I apologize if this question seems redundant, but I am beginning to play around with R and its SNA tools for a class and have been running a couple of different tutorials/labs to get accustomed. A resource that always gets recommended are the SNA labs over at Stanford, but even just running the introductory lab returns a number of errors that leave me confused. The full R code with annotations is available here:

http://sna.stanford.edu/lab.php?l=1

The first parts are fairly straight-forward and I understand most of what's going on.But once I try adding vertex attributes to the graph (line 236 onwards), I encounter problems with the graph object "krack_full", that we just created. Running this... :

for (i in V(krack_full)) {
    for (j in names(attributes)) {
        krack_full <- set.vertex.attribute(krack_full, 
                                           j, 
                                           index = i, 
                                           attributes[i + 1, j])
    }
}

... returns this:

Error in set.vertex.attribute(krack_full, j, index = i, attributes[i +  : 
  unused argument (index = i)

So I think, fine, use the second method they outlined and just follow through:

attributes = cbind(1:length(attributes[,1]), attributes)
krack_full <- graph.data.frame(d = krack_full_nonzero_edges, 
+ vertices = attributes) 

Which seems to work fine - except that it literally creates an attribute called "(1:length(attributes[, 1])"...

> summary(krack_full)
IGRAPH DN-- 21 232 -- 
attr: name (v/c), 1:length(attributes[, 1]) (v/n), AGE (v/n), TENURE (v/n), LEVEL (v/n), DEPT
  (v/n), advice_tie (e/n), friendship_tie (e/n), reports_to_tie (e/n)

So, everything is acting weird already.

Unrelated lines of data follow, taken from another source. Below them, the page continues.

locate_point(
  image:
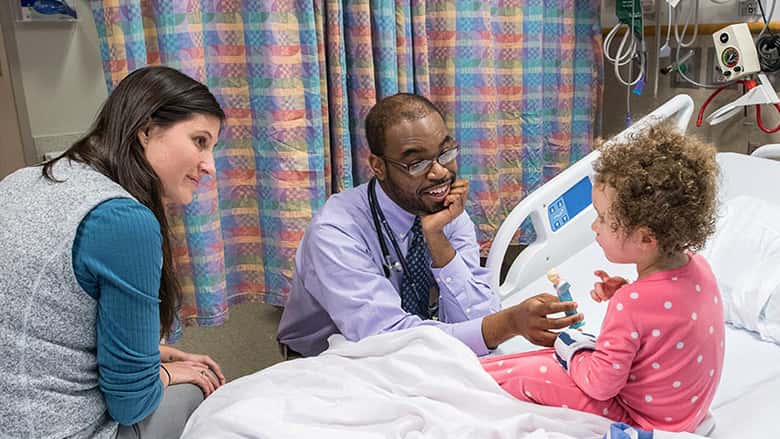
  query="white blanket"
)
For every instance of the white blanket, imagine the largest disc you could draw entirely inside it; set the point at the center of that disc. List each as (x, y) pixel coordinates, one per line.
(417, 383)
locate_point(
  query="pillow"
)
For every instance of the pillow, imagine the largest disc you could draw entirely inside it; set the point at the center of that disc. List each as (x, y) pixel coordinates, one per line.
(744, 254)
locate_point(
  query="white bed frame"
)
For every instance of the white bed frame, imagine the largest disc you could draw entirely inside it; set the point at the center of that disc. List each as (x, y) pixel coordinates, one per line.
(551, 248)
(749, 384)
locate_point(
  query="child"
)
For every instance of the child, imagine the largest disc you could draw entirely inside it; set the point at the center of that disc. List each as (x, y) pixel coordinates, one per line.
(658, 359)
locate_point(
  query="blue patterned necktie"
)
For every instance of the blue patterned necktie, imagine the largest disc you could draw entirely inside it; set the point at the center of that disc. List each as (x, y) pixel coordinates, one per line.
(418, 281)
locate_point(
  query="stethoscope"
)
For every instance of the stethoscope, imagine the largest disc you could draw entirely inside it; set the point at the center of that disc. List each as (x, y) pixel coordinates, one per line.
(389, 264)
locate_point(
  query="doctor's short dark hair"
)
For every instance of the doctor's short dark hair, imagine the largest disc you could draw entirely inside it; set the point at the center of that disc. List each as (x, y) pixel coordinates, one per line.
(401, 107)
(665, 181)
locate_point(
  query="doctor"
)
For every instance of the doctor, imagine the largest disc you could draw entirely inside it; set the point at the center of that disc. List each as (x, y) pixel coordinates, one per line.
(400, 251)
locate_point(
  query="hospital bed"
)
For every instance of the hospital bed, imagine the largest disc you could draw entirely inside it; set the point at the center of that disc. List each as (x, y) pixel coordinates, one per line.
(422, 383)
(748, 398)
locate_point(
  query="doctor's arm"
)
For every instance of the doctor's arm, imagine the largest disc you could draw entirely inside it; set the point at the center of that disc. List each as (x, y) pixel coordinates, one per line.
(361, 301)
(464, 287)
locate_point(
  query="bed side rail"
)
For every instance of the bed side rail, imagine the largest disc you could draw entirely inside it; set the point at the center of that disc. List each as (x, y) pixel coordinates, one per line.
(550, 204)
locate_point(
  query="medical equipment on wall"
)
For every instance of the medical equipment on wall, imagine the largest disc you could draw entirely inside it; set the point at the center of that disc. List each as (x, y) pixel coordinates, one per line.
(736, 51)
(756, 93)
(631, 49)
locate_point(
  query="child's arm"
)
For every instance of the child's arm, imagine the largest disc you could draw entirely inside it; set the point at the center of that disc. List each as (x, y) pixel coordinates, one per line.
(601, 371)
(604, 290)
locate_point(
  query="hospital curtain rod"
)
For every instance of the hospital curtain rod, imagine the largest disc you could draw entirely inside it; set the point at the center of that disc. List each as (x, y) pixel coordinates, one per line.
(704, 29)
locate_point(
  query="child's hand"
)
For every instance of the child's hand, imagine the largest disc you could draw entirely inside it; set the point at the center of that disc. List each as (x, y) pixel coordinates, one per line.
(604, 290)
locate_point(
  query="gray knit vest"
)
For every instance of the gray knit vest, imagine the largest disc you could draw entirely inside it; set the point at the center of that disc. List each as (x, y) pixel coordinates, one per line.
(48, 364)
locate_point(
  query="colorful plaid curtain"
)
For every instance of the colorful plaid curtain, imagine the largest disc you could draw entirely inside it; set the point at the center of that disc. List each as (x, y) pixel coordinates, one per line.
(519, 81)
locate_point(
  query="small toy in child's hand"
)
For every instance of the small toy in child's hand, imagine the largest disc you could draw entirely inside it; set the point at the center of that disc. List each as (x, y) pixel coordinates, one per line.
(562, 290)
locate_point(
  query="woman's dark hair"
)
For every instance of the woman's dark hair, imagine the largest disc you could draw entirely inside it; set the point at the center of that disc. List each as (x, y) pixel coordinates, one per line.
(148, 97)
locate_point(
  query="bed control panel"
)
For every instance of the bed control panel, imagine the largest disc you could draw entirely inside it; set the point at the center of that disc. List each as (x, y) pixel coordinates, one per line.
(570, 204)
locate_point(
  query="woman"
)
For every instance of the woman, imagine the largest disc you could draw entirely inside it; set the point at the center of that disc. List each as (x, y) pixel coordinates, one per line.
(88, 285)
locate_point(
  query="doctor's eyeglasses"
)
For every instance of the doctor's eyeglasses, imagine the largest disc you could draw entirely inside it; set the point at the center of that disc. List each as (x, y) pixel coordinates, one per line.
(420, 167)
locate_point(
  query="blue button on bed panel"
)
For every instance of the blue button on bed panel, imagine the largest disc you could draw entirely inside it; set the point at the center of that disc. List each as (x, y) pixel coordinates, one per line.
(570, 204)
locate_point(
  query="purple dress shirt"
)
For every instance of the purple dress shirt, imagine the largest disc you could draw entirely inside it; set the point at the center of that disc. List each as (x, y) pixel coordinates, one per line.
(339, 286)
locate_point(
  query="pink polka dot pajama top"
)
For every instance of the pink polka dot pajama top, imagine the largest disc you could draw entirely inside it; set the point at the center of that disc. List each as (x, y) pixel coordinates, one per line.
(657, 361)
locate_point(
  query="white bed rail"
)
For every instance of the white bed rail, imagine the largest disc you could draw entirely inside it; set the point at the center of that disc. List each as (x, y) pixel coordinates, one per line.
(770, 151)
(545, 252)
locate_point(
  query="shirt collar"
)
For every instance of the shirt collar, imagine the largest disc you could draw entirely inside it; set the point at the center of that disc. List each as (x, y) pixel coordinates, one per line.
(399, 219)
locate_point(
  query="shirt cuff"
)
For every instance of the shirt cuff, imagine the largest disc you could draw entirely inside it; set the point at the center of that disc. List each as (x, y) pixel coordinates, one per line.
(470, 333)
(452, 277)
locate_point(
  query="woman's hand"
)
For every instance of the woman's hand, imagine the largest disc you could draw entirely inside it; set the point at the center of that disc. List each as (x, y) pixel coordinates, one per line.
(169, 354)
(604, 290)
(193, 372)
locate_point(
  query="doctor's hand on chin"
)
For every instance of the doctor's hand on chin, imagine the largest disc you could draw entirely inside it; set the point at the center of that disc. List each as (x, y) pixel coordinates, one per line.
(433, 224)
(529, 319)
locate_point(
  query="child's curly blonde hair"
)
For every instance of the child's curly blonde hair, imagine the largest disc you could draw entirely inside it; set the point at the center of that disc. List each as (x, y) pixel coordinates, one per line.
(665, 181)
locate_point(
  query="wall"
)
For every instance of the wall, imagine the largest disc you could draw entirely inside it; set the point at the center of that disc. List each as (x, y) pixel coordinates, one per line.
(62, 77)
(739, 134)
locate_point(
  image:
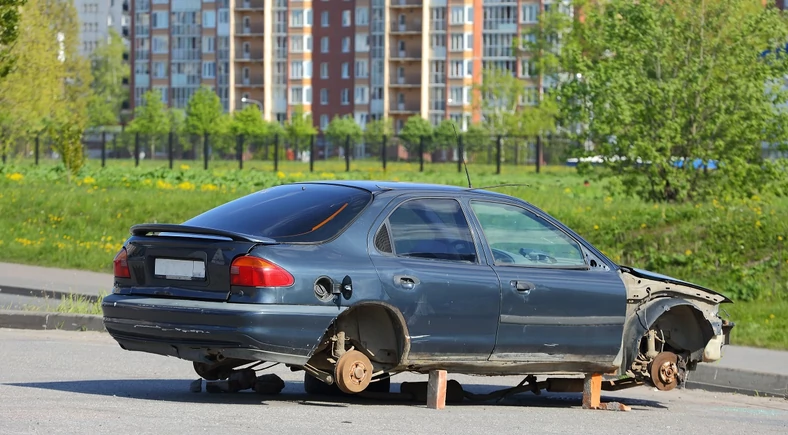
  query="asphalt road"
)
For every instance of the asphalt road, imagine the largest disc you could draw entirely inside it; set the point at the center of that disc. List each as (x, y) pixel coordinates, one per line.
(79, 382)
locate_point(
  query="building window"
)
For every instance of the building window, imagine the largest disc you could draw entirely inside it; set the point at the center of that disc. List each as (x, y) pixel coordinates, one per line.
(345, 70)
(362, 16)
(362, 69)
(362, 42)
(209, 70)
(529, 13)
(209, 19)
(362, 95)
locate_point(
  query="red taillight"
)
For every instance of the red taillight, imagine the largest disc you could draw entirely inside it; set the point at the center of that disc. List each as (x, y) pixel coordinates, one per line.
(121, 264)
(251, 271)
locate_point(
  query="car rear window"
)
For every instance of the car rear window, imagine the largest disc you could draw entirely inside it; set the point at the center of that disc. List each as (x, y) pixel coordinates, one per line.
(292, 213)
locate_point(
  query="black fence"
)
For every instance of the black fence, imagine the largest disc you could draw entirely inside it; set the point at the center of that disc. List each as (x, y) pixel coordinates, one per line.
(498, 151)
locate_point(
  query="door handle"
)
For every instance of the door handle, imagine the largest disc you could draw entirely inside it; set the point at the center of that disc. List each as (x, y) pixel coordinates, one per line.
(523, 286)
(406, 282)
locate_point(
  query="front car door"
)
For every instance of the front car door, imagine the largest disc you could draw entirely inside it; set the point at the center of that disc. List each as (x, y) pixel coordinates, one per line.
(431, 267)
(554, 306)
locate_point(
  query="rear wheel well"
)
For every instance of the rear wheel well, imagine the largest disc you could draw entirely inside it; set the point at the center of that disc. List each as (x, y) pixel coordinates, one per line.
(376, 329)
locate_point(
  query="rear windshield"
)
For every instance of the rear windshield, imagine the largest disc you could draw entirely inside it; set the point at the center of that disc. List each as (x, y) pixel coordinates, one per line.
(293, 213)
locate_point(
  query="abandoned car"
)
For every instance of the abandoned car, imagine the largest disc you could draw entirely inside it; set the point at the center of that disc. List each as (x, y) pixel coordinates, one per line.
(354, 281)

And finally, when I try to get the vertex attributes in the next step, I encounter some errors regarding the object's class:

> get.vertex.attribute(krack_full, 'AGE')
Error in get.vertex.attribute(krack_full, "AGE") : 
  get.vertex.attribute requires an argument of class network.
> get.vertex.attribute(krack_full, 'TENURE')
Error in get.vertex.attribute(krack_full, "TENURE") : 
  get.vertex.attribute requires an argument of class network.
> get.vertex.attribute(krack_full, 'LEVEL')
Error in get.vertex.attribute(krack_full, "LEVEL") : 
  get.vertex.attribute requires an argument of class network.
> get.vertex.attribute(krack_full, 'DEPT')
Error in get.vertex.attribute(krack_full, "DEPT") : 
  get.vertex.attribute requires an argument of class network.

... From here on out pretty much nothing works the way I expected. So I suspect the graph object "krack_full" that the data was imported to is somehow not what it's supposed to be...?

Again, I'm sorry if this a complete rookie mistake I'm making, but I would greatly appreciate if you could point me in the right direction. I'd like to get a better grasp of what's going on here.

Thank you very much.

Это было полезно?

Решение

I strongly suspect that the tutorial you are trying to follow was developed for igraph version 0.5.4 or earlier. At that time, vertices and edges in an igraph object were indexed from zero instead of one, and the tutorial seems to account for this, judging from the following comment in the tutorial:

# IMPORTANT NOTE: Unlike in most languages, R objects are numbered
# from 1 instead of 0, so if you want the first element in a
# vector, you would reference it by vector_name[1]. HOWEVER,
# igraph objects are numbered starting from 0. This can lead to 
# lots of confusion, since it's not always obvious at first which 
# objects are native to R and which belong to igraph.

Since igraph 0.6, this is not true anymore; vertices and edges in the R interface of igraph are indexed from 1 just like every other well-behaved R object. You have two options here (besides asking the authors of the tutorial to update it for igraph 0.6):

  1. You can modify the commands in the tutorial to make sure that every vertex and edge index is 1-based; i.e., if they subtracted 1 from the indices somewhere for some reason, just omit the subtraction, and similarly, if they added 1 to the indices somewhere, omit the addition. This would also be a good way to check whether you really understand what you are doing :)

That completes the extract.